Kinch is high profile on the Birmingham arts scene while remaining edgy as a performer so is capable of appealing to a wide range of audiences.

And that mix of people is the perfect blend for this all-encompassing work inspired by the Seven Deadly Sins and Dante’s terrifying Inferno.

Choreographed by Jonzi  D and mixing narrative, dance, rap, comedy, music and projection, The Legend of Mike Smith is also packed full of social and political comment as well as being a meditation on human nature.

It centres around budding MC Mike Smith who is offered temptation in the shape of a recording deal which could bring him fame and riches – but at a price to his soul.

In one wild day, Mike experiences all of the Seven Deadly Sins, entering both his own Heaven and his own Hell, before he realises where true freedom lies.

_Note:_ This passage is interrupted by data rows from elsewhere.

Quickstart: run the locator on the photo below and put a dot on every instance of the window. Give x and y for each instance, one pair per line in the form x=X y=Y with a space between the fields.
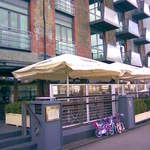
x=95 y=11
x=121 y=45
x=64 y=31
x=64 y=35
x=14 y=26
x=3 y=17
x=97 y=46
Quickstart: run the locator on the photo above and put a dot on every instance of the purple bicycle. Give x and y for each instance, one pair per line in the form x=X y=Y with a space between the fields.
x=105 y=127
x=119 y=125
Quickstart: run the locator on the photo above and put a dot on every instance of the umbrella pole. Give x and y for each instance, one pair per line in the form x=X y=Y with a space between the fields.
x=67 y=85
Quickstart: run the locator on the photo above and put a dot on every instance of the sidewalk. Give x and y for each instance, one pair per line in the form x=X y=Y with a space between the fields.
x=137 y=139
x=86 y=143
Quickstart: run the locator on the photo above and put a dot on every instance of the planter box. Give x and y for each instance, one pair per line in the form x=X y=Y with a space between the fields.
x=15 y=119
x=142 y=116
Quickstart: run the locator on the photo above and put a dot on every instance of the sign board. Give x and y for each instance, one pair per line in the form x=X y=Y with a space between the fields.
x=52 y=113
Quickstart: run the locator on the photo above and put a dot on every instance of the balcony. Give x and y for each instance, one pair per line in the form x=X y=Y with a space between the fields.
x=15 y=39
x=142 y=12
x=98 y=52
x=65 y=48
x=144 y=38
x=136 y=59
x=65 y=6
x=125 y=5
x=93 y=1
x=129 y=31
x=107 y=53
x=101 y=19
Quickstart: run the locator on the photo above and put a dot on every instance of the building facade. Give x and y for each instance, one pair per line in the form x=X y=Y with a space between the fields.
x=104 y=30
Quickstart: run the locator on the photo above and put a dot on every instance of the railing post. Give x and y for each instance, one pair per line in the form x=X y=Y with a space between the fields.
x=113 y=99
x=24 y=121
x=87 y=104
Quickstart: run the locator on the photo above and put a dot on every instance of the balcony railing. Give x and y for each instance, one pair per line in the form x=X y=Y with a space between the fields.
x=129 y=31
x=125 y=5
x=107 y=53
x=142 y=12
x=144 y=38
x=65 y=48
x=65 y=6
x=101 y=18
x=98 y=52
x=15 y=39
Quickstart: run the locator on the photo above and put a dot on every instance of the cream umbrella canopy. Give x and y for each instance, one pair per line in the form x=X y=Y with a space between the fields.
x=57 y=68
x=64 y=66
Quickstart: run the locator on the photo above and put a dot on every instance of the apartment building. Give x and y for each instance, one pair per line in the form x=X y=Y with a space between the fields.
x=33 y=30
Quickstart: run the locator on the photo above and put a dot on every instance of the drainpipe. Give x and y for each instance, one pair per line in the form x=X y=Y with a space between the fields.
x=44 y=29
x=44 y=46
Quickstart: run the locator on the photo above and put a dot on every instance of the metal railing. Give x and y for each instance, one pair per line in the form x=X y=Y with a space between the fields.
x=15 y=39
x=131 y=27
x=106 y=14
x=83 y=110
x=65 y=6
x=143 y=6
x=133 y=2
x=26 y=109
x=65 y=48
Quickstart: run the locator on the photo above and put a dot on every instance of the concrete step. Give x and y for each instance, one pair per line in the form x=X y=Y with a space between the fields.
x=24 y=146
x=11 y=141
x=10 y=134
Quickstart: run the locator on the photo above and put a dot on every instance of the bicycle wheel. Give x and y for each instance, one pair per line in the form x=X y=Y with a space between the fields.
x=120 y=127
x=98 y=133
x=112 y=132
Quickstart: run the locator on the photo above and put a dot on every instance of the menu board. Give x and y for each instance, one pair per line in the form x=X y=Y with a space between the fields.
x=52 y=113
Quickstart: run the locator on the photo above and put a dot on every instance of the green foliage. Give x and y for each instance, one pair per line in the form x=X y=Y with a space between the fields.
x=14 y=108
x=147 y=102
x=140 y=106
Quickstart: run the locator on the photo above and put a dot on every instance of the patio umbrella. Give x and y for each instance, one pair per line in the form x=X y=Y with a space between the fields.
x=64 y=66
x=59 y=67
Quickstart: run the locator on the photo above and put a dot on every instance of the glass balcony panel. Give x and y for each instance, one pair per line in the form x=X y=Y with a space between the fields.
x=111 y=16
x=113 y=53
x=65 y=6
x=134 y=2
x=65 y=48
x=96 y=14
x=146 y=9
x=136 y=59
x=12 y=38
x=133 y=28
x=98 y=52
x=147 y=34
x=125 y=5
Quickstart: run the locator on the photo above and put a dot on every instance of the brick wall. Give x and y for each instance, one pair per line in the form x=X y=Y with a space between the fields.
x=82 y=28
x=110 y=36
x=36 y=20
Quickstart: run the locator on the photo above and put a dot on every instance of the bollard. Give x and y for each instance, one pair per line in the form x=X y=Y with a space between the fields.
x=46 y=126
x=126 y=106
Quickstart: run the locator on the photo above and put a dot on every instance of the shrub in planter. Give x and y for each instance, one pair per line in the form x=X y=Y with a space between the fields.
x=147 y=102
x=14 y=107
x=140 y=106
x=13 y=114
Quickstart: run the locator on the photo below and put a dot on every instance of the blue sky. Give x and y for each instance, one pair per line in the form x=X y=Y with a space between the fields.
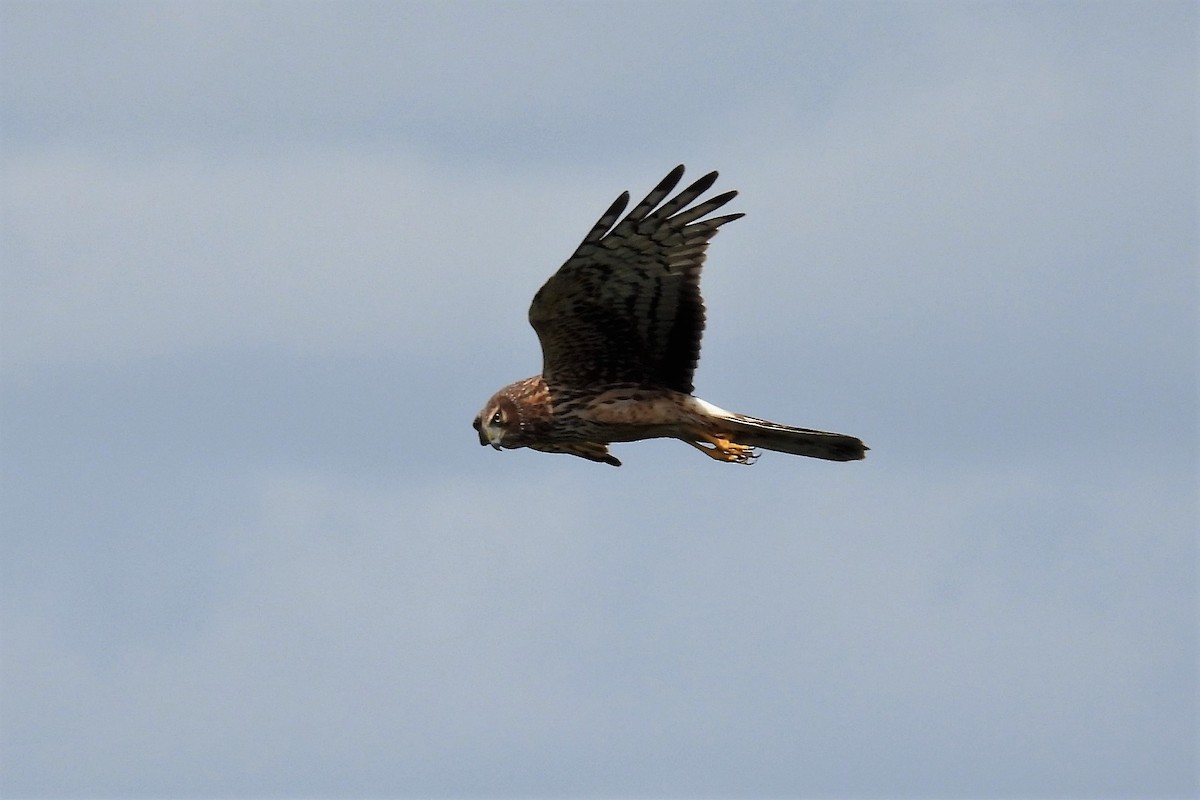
x=263 y=263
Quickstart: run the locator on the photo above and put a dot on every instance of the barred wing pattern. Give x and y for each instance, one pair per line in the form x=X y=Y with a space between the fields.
x=625 y=308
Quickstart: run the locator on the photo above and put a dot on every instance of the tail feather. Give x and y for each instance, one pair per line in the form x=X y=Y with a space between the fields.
x=797 y=441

It is a whirlwind of musical and theatrical experience as images collide, ideas pop and fizz and the audience is bombarded with sound, image and movement.

And in places it makes for uncomfortable viewing – not least when performers Ricardo da Silva, Tyrone Isaac-Stuart and Soweto take the audience on, goading us to think again about our own preconceptions and diving in to turn the spotlight on us.

There is so much going on in this 100-minute performance that I am sure I could watch it all again and come away with quite a different theatrical experience the second time around.

Kinch’s lyrics are spot on with bang-up-to-date references to just about everything under the sun from media moguls to subprime mortgages and twitter to trainers. But there were times when they were too fast for me to catch, leaving me feeling I need to read a lyric sheet to fully grasp the nettle.

There is little doubt of Soweto’s talent as a musician on saxophone and as a lyricist and rapper and this new performance of his music shows how much more can be done with an album when you add in staging and a lot of imagination. To 28-09-13.